Forest houses tent shelters forest

2016

For her first individual exhibition in Poland, Angelica Teuta has altered the entire space of the Kasia Michalski Gallery with a site-specific installation. Utilizing elements of architecture, sculpture, found objects, painting, and colorful light projections, the Colombian artist has constructed an immersive, interactive environment, willingly juxtaposing the archetypes of nature with their artificial interpretations in a temporary symbiosis within the windowless white cube.

Deeply engaged with the idea that art has to be in junction with life, Teuta appears as a keen observer of our living situation, understanding the human nature and the social construction of our needs. Fascinated by the ways people develop skills to make themselves at home, she has come up with the concept of “emotional architecture”, studying how space affects our well-being, and how our emotions can transform the space. Once experienced, Teuta’s site-specific works unveil the artist’s beliefs about comfort, encouraging exchange and providing shelter. Her structures—wooden domes, hand-crafted tents, or tree-houses inspired by nomadic and vernacular architecture, emergency constructions, and DIY manuals—are often created and recycled in collaboration with the artist’s friends, family members, as well as occasionally made for deprived communities, in a mutual exchange of knowledge and abilities.
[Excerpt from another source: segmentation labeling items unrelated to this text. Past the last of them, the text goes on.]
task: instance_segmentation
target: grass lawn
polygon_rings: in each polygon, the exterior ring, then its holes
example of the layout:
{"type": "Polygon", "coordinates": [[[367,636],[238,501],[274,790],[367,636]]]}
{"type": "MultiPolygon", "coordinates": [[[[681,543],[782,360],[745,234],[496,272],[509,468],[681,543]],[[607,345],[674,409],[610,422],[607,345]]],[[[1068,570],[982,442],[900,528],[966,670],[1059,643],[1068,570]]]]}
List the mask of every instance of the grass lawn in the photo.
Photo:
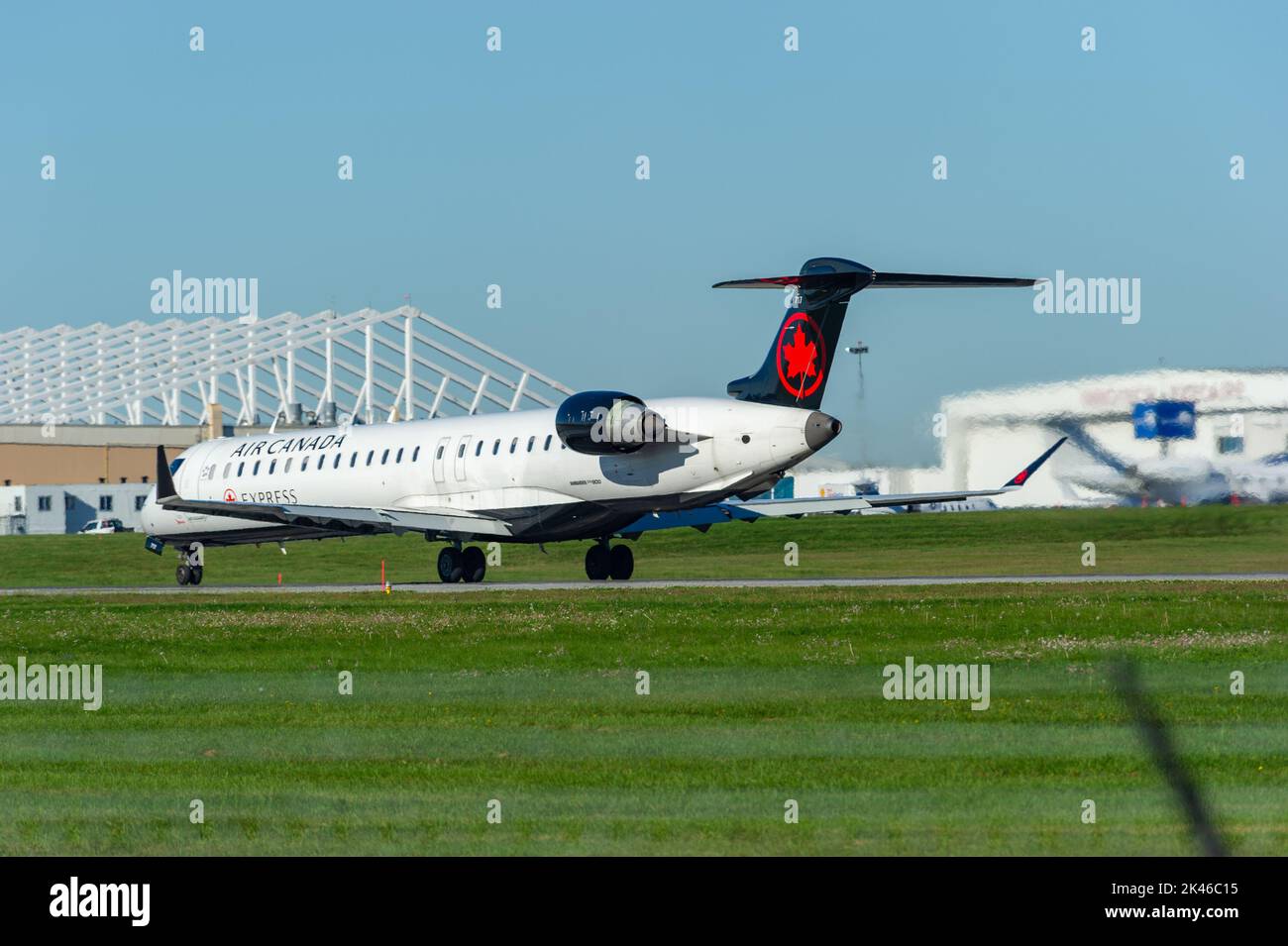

In Forest Houses Tent Shelters Forest, the gallery walls are covered with a mural envisioning a nocturnal mountainscape reminiscent of 19th century imagery. In the middle of the room, a small geodesic dome and an archetypical tent overlaid in crotcheted blanket make for a hideout from the pressures of the everyday. The viewer is invited to step inside and delve into his/her own thoughts, among soothing shapes, colors and sounds. While torchlights are used in order to project images in a shadow play on the gallery’s walls, the viewers can set out on an introspective journey into their childhood memories and dreams. The exhibition is supplemented with a selection of the artist’s collages and sculptures, built using elements recovered in the process of fabricating the installations.